AFMF 2 hat sich nach anfänglich durchwachsenem Start zu einem beliebten Feature gemausert, wenn es nach zahlreichen Community-Beiträgen geht. Beispiele für das positive Feedback sind auf diversen (AMD-nahen) Subreddits zu finden:
Link zum Reddit-Inhalt
Weitere Parallelen zwischen Nvidia Smooth Motion und AMD Fluid Motion Frames belaufen sich nicht nur auf die ähnliche Bezeichnung.
Beide Features werden treiberseitig aktiviert und haben ihren Einsatzzweck in allen Spielen unter DirectX 11 oder 12, die keine Unterstützung für die jeweilige Frame Generation auffahren.

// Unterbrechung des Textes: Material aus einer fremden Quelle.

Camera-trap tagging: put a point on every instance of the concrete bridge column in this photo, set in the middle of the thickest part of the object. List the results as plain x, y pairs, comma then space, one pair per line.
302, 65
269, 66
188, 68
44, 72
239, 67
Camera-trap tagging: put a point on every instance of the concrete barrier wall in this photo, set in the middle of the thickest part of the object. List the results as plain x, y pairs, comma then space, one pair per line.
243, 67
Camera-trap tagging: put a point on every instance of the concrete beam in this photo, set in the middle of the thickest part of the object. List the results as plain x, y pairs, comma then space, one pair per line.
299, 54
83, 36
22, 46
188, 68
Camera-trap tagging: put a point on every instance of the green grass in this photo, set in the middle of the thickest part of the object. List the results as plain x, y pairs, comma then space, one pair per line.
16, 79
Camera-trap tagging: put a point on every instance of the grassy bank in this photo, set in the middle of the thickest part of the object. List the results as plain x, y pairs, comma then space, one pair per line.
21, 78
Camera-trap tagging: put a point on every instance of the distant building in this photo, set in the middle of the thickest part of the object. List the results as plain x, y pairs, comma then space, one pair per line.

Im Gegensatz zu AMDs Fluid Motion Frames gibt es bei Nvidias Version allerdings eine Einschränkung: Nvidia Smooth Motion ist wohl exklusiv den neuen RTX 50-Grafikkarten vorbehalten. Zumindest werden diese explizit genannt; ein Hinweis auf ältere GPUs oder eine Begründung liefern die Updatenotizen hingegen nicht.
Wenn ihr diese Voraussetzung erfüllt und den neuen Treiber installiert habt, könnt ihr Smooth Motion in den Grafikeinstellungen der Nvidia-App aktivieren:
- Wählt hierzu unter »Grafik > Programmeinstellungen« ein kompatibles DirectX11- oder DirectX12-Spiel aus.
- Scrollt an das untere Ende der Liste, bis ihr im Abschnitt »Treibereinstellungen« landet. Hier findet sich die Checkbox zur Aktivierung des Smooth-Motion-Features.